La cagnotte Leetchi pour l'école tauromachique Adour Aficion
Le point le 12 avril 2021
• La plate-forme de "cagnotte en ligne" Leetchi a mis en ligne le 2 avril une cagnotte destinée à soutenir financièrement l'une des six associations dites "écoles taurines" françaises, en l'occurrence l'association "Adour Aficion" (Landes).
• L'organisation Cazarrata l'a signalé sur sa page Facebook quelques jours plus tard.
• Le 9 avril, le collectif PROTEC a relayé sur Facebook l'appel de Cazarrata à interpeller Leetchi quant à ses positions éthiques, et a lui-même adressé un courrier à cette plate-forme :
Bonjour,
Le collectif PROTEC (Protégeons les enfants des corridas) ne pense pas admissible la cagnotte destinée à soutenir l'école de tauromachie Adour Aficion, où des mineurs s'entraînent à blesser et tuer des veaux et des taurillons à l'arme blanche.

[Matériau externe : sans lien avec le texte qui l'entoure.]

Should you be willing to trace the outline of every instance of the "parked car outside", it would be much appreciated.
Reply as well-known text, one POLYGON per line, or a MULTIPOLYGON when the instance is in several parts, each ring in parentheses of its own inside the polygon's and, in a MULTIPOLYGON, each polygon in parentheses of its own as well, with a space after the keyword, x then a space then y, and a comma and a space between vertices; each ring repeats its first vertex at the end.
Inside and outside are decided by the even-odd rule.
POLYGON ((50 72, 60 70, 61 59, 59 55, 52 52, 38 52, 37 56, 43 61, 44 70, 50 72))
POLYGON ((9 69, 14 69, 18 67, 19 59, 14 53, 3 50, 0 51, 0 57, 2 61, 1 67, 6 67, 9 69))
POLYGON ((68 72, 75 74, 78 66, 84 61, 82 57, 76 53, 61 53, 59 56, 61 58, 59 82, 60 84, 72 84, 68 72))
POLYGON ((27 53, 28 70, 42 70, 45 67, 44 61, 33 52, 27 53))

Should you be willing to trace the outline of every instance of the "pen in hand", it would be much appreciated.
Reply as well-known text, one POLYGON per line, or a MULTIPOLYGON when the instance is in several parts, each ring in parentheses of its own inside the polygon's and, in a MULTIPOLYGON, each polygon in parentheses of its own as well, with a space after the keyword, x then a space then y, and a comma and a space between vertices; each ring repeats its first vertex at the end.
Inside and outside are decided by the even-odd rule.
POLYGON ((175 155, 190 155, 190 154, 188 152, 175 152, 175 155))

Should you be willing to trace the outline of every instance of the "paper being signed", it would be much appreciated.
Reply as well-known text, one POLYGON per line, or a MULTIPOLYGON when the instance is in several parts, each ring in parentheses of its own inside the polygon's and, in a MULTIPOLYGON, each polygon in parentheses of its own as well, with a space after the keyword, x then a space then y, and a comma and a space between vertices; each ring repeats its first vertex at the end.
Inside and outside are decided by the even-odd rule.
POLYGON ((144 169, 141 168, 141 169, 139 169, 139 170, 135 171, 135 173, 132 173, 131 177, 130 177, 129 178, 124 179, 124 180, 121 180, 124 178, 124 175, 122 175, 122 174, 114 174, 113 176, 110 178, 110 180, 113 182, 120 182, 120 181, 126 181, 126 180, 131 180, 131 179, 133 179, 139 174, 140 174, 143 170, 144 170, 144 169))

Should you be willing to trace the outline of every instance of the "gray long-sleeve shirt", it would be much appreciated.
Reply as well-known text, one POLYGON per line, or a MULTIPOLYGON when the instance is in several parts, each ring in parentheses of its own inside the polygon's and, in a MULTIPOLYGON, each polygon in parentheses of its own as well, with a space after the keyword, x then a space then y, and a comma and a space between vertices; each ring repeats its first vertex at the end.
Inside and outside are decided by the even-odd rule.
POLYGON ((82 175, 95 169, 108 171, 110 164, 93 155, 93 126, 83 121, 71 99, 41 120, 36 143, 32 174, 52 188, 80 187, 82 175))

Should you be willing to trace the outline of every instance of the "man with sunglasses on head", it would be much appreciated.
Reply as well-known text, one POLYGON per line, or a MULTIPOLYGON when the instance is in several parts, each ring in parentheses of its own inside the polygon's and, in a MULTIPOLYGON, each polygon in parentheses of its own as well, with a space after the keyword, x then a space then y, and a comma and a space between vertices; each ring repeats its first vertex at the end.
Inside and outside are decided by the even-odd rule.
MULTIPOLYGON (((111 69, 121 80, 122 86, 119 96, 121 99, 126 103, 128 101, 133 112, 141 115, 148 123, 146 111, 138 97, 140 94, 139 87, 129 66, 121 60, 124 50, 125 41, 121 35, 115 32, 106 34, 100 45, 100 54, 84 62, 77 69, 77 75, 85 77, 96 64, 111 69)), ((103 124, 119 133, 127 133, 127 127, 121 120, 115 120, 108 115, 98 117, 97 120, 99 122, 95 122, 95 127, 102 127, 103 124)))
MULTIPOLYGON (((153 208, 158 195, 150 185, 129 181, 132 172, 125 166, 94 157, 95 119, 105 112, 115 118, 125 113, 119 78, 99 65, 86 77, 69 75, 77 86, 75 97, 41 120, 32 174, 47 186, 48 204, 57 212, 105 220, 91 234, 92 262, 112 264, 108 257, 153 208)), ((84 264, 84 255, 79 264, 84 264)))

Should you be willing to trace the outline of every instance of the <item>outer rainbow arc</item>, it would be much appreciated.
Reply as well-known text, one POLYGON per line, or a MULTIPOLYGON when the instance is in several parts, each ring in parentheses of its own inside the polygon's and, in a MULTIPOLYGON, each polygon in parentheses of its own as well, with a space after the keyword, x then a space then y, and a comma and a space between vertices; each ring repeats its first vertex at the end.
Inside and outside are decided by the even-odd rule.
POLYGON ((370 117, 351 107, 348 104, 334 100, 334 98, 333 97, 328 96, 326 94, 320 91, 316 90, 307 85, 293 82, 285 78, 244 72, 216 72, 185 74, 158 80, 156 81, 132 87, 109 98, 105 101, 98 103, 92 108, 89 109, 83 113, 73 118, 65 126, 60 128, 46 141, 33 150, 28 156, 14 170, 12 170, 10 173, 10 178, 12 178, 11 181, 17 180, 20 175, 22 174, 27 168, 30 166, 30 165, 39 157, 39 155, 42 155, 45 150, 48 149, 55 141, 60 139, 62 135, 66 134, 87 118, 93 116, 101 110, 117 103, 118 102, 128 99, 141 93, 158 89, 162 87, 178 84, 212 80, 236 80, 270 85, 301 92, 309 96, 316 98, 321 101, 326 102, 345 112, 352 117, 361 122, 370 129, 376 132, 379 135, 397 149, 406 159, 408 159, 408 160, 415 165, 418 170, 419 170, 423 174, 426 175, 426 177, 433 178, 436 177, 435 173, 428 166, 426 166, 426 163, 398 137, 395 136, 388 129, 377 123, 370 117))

Début 2016, le Comité des Droits de l'Enfant de l'ONU a recommandé à la France de tenir les mineurs à l'écart de la corrida :
Il l'a de même demandé entre 2014 et 2018 à tous les pays où persiste cette pratique.
Le Comité des Droits de l'Enfant (ou Committee on the Rights of the Child, « CRC ») est l'organe officiellement chargé de vérifier l'application de la CIDE (Convention internationale des droits de l'enfant). Le terme « enfant » y désigne les mineurs.

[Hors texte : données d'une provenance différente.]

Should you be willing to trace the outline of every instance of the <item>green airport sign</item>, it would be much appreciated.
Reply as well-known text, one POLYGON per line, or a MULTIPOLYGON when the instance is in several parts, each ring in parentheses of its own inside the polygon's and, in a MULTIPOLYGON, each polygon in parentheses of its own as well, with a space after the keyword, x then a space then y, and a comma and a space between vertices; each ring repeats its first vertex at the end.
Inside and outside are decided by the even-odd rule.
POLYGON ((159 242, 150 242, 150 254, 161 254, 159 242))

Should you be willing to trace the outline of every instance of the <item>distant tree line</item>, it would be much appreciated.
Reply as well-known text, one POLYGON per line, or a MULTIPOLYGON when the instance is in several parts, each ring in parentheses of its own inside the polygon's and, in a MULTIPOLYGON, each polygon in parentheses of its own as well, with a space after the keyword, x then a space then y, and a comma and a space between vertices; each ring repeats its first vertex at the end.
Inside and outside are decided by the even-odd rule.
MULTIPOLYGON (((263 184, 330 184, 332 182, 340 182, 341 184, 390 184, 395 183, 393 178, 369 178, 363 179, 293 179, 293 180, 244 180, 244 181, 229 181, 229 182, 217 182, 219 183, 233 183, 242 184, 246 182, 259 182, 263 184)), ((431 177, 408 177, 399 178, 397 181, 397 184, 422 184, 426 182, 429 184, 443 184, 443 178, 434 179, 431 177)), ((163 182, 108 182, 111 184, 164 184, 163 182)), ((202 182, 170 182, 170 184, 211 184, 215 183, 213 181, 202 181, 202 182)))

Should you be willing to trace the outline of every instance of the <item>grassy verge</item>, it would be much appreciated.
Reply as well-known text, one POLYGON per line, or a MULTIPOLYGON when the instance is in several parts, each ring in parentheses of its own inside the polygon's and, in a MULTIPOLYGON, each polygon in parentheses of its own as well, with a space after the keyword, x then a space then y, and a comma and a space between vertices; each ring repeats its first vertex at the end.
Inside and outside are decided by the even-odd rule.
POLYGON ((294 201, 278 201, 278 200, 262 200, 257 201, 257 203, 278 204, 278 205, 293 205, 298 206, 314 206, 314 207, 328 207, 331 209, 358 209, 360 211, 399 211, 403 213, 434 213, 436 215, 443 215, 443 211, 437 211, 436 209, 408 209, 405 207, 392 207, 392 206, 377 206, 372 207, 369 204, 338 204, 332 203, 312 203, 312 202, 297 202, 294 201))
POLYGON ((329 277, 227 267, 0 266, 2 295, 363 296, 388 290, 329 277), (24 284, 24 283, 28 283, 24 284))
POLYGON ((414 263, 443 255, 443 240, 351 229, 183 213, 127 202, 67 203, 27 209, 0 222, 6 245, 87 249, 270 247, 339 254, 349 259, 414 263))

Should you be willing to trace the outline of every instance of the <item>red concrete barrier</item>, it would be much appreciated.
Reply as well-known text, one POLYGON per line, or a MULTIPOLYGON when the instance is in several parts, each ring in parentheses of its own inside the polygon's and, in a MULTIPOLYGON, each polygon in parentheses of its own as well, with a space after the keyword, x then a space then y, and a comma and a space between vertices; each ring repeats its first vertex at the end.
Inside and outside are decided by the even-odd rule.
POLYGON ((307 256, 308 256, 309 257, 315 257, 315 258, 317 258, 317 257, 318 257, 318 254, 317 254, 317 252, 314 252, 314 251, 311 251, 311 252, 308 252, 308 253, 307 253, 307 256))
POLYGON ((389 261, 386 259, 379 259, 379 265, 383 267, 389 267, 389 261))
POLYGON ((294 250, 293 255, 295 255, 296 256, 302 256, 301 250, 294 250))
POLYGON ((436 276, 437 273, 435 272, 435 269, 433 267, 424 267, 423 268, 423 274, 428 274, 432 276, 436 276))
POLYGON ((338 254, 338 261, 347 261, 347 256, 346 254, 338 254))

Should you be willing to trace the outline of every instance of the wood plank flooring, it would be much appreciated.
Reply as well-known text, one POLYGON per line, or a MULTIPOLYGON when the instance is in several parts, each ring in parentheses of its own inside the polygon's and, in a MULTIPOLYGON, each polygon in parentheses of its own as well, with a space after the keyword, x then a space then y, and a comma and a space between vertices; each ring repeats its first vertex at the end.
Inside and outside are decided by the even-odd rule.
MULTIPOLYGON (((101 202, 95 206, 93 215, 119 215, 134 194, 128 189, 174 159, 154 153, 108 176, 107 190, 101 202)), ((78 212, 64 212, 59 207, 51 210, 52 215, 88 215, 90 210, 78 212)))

Par conséquent, il ne nous paraît pas acceptable qu'un site comme Leetchi cautionne l'existence des écoles tauromachiques.
Nous comptons sur vous.
• La réponse de Leetchi le 10 avril, enrobée des éléments de langage et des formules de politesse ad hoc, a été la suivante :
Selon différentes décisions administratives prises notamment par le conseil d’État, l’enseignement de la tauromachie n’est pas interdit. Ainsi, l’objet de la cagnotte de soutien financier à une école taurine, n’est pas illégale et n’enfreint pas nos Conditions générales d'utilisation.

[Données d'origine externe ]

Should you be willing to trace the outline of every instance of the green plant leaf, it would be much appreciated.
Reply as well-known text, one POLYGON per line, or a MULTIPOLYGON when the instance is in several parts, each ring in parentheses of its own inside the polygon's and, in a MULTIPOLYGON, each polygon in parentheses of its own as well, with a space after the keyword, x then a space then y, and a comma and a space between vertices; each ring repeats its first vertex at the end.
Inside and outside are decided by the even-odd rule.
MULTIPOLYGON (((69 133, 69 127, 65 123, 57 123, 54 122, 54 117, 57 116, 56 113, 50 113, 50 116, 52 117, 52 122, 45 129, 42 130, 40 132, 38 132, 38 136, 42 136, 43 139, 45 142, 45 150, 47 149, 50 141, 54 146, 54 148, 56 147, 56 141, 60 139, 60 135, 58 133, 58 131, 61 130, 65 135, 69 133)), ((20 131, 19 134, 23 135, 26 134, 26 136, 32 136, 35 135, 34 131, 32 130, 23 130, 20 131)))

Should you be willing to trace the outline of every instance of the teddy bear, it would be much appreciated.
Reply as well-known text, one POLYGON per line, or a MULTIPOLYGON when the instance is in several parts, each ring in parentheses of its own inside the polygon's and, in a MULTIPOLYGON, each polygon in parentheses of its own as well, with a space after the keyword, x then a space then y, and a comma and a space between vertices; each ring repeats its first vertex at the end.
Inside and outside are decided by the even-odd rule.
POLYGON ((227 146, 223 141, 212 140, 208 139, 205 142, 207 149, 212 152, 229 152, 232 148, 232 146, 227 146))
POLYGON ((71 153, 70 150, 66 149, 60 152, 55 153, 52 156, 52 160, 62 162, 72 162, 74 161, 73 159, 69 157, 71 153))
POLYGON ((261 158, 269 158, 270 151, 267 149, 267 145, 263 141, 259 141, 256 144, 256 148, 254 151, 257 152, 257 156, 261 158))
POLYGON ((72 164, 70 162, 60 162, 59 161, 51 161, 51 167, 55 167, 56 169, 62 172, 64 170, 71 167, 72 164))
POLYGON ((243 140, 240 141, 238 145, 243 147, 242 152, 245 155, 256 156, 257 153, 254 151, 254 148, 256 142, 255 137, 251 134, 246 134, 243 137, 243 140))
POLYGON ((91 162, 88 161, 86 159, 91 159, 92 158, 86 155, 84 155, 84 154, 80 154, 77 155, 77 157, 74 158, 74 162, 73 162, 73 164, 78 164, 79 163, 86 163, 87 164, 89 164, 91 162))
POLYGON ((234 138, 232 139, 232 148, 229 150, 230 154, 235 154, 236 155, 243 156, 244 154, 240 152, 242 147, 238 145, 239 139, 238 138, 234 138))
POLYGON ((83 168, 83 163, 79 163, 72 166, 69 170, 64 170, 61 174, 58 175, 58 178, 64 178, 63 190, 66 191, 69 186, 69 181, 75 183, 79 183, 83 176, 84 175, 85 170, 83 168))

Cazarrata avait indiqué sur sa page Facebook qu'il avait reçu une réponse analogue la veille.
• Notre réplique à cette réponse, cette fois-ci plus longue, a été la suivante :
Bonsoir,
Votre réponse n'est guère convaincante.
1 - LA LOI FRANÇAISE ET LA JURISPRUDENCE
Le Conseil d'État n'a pas donné suite, le 18/11/2019, aux pourvois contre les décisions de la CAA de Marseille du 18/03/2019, qui elle-même n'avait pas donné suite aux recours en appel des décisions des TA de Nîmes, de Montpellier et de Marseille.
Mais un des problèmes majeurs est que la CAA de Marseille énonce dans le 6ème considérant de chacun de ses 3 arrêts : "il ne ressort pas des pièces du dossier que les élèves-apprentis mineurs de cette école seraient directement confrontés à de la maltraitance animale voire à une mise à mort."
Le fonctionnement des six associations dites "écoles de tauromachie" françaises est de fait très opaque. Nous avions pris contact en 2016 avec elles pour leur demander à partir de quel âge les élèves pouvaient s'entraîner à planter des banderilles dans de jeunes bovins, et à partir de quel âge ils pouvaient s'entraîner à les tuer à l'épée. Bien entendu, nous ne reçûmes aucune réponse.
Cependant, à notre époque, une recherche sur internet permet de savoir que les élèves peuvent y tuer des veaux dès 13 ans, lors d'entraînements privés se tenant en France ou en Espagne. Et il y a donc lieu de penser qu'ils s'entraînent encore plus jeunes à planter les harpons nommés "banderilles" dans les veaux.
Voici des exemples que nous avions relevé concernant des élèves de deux de ces écoles.
- Le "Centre français de tauromachie de Nîmes".
- Raphaël Raucoule "El Rafi", né le 3 septembre 1999, premier veau tué à 13 ans :
"premier adversaire estoqué en décembre 2012 près de Salamanque".
- Solal Calmet "Solalito", né le 17 décembre 2000, premier veau tué à 13 ans :
"il pourra tuer pour la première fois un becerro lors d’un voyage à Salamanca, à La Fuente de San Estebán, le 7 mars 2014.".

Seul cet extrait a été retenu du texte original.